【開催報告】第298回 「待ち行列研究部会」(11月13日)

【待ち行列部会】第298回 部会 開催報告

日時:
2021年11月13日(土) 14:00〜17:00
出席:
20名
場所:
オンライン開催
テーマと発表者(*は講演者):
  1. Information-Centric Networkingにおけるネットワークトモグラフィ
    川原 亮一(東洋大学)

    本講演では,ICN (Information-Centric Networking) における,ネットワークの内部情報を推定する手法であるネットワークトモグラフィの紹介が行われた.従来と異なりコンテンツ名を直接用いて通信を行うICNでは,転送されるコンテンツが通信経路上において自律分散的にキャッシュされるため,ネットワーク上での始点・終点の把握が困難になるという課題がある.これに対し,ユーザとコンテンツ単位での品質測定値を入力とし,各フローがリンクを通過する確率を表すルーティング確率行列を用いる,ICNにおけるトモグラフィ適用方法が紹介された.

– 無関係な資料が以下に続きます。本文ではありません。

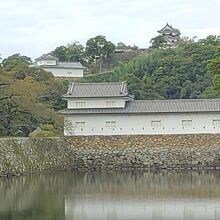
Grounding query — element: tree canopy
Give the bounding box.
[0,54,63,136]
[79,37,220,99]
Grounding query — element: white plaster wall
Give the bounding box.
[67,98,126,109]
[43,67,83,77]
[64,113,220,136]
[37,60,57,66]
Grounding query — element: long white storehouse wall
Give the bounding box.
[43,67,83,77]
[64,113,220,136]
[67,98,126,109]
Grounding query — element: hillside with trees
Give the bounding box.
[0,36,220,137]
[80,36,220,99]
[0,54,64,136]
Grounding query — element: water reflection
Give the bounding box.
[0,172,220,220]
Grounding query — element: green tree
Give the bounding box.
[86,35,115,72]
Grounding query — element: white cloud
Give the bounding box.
[0,0,220,58]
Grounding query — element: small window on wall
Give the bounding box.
[106,101,116,107]
[75,121,85,128]
[212,119,220,127]
[182,120,192,128]
[151,120,161,128]
[76,102,86,108]
[106,121,116,128]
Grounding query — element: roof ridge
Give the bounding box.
[75,82,123,85]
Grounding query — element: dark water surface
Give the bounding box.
[0,171,220,220]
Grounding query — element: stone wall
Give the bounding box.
[0,134,220,175]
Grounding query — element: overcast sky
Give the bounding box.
[0,0,220,58]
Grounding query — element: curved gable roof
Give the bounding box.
[64,82,128,98]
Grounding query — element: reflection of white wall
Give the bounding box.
[64,113,220,135]
[65,197,220,220]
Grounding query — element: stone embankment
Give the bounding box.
[0,134,220,176]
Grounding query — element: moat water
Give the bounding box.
[0,171,220,220]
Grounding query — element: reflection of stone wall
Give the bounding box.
[0,134,220,174]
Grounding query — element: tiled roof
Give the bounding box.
[60,99,220,114]
[64,82,128,98]
[42,62,83,69]
[35,54,57,61]
[157,23,180,34]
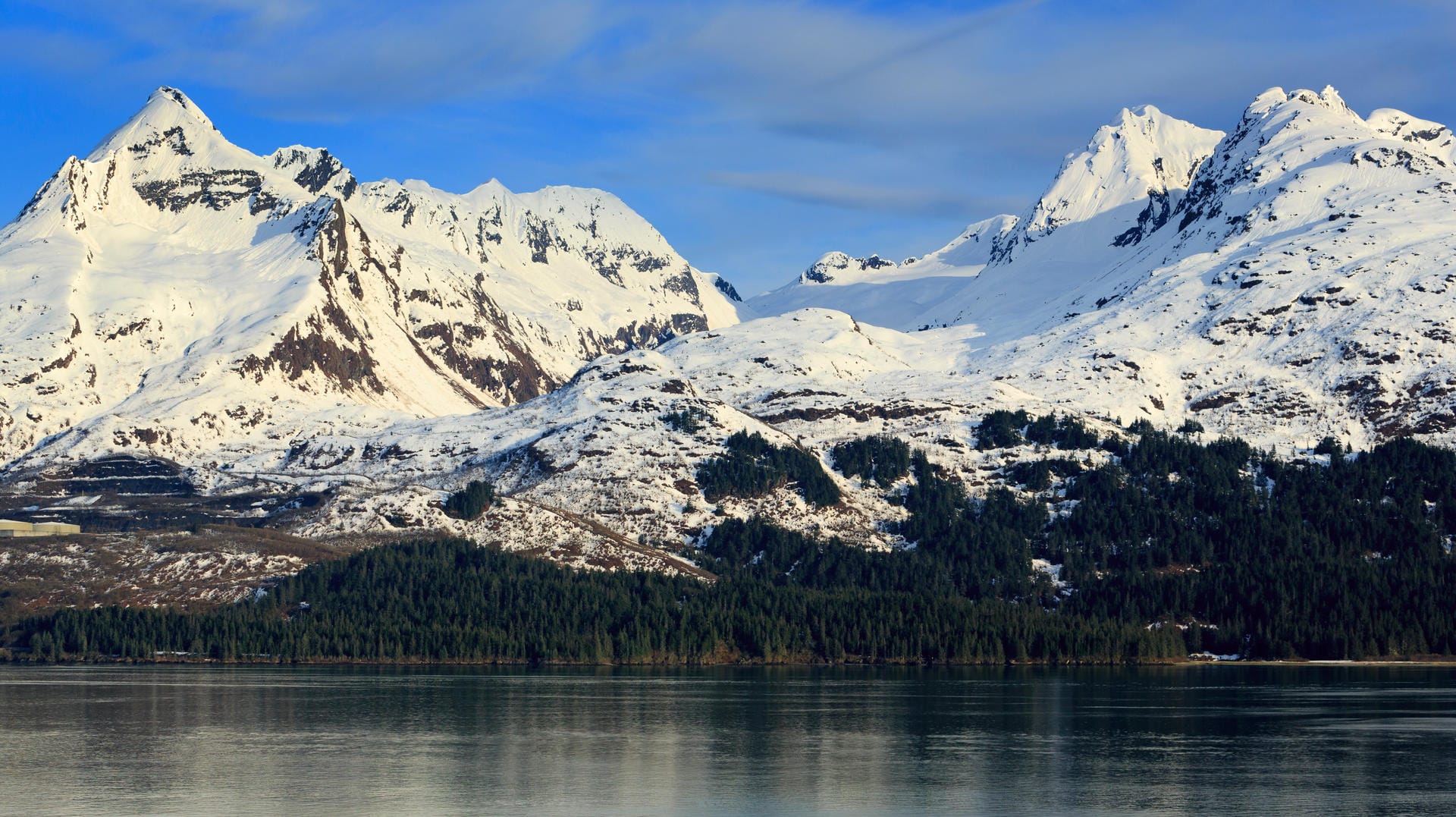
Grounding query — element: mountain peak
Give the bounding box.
[90,86,220,160]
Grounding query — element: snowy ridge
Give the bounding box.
[8,89,1456,573]
[0,89,738,462]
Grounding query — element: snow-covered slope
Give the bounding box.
[0,89,737,462]
[750,105,1223,335]
[750,89,1456,445]
[0,89,1456,572]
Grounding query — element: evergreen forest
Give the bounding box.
[5,412,1456,664]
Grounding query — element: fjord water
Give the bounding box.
[0,665,1456,814]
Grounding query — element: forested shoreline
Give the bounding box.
[5,412,1456,664]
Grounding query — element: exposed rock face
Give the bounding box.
[0,89,737,462]
[750,89,1456,445]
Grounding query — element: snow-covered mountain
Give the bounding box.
[0,87,737,462]
[750,89,1456,445]
[0,89,1456,572]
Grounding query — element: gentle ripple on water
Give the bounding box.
[0,665,1456,814]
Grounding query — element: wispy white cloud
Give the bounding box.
[708,171,1016,215]
[0,0,1456,288]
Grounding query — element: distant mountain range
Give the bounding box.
[0,83,1456,571]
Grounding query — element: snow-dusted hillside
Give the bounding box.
[8,89,1456,572]
[0,89,737,462]
[750,89,1456,445]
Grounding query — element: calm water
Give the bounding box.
[0,665,1456,814]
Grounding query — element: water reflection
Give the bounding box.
[0,667,1456,814]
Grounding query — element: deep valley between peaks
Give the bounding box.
[0,89,1456,663]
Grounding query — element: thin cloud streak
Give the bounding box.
[708,171,1006,215]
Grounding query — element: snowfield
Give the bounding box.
[8,89,1456,581]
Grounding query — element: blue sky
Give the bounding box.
[0,0,1456,291]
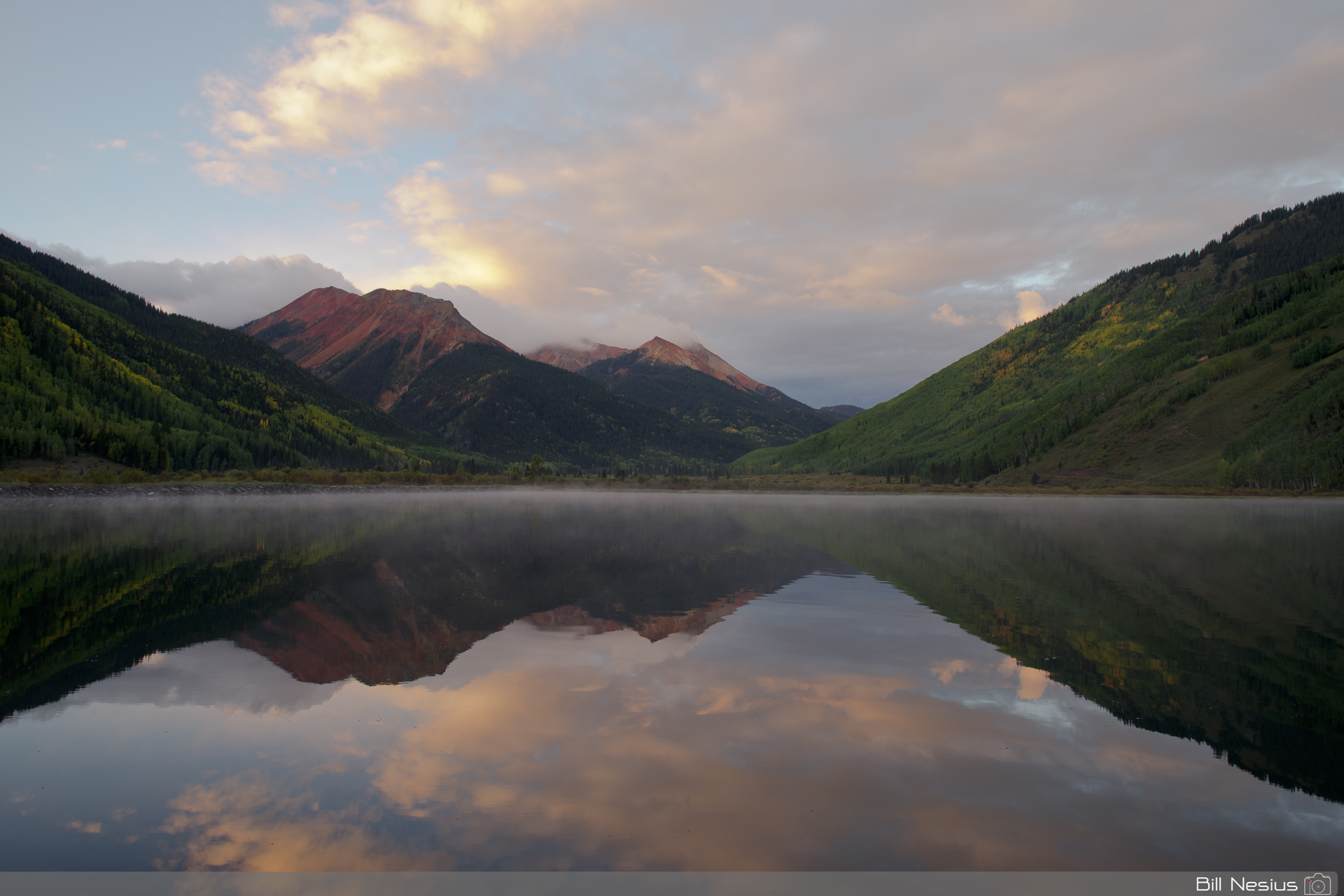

  2. 相互参照を考慮した図書館資料参照モデルの提案と待ち行列への応用
    加藤 憲一(神奈川大学)

    本講演では,図書館における資料の参照に関する数理モデル化,および,待ち行列への応用に関する報告があった.講演の前半では,図書館の貸出データの実際の分析結果の紹介があり,資料の経年数の増加に伴い,平均貸出数が正の値に漸近するという傾向が見られることが示された.講演の後半では,この現象を説明するための,同一属性を持つ資料間において互いに参照が確率的に発生するという相互参照モデルが提案され,実際に実データで見られた傾向を説明可能な特性を持つことが示された.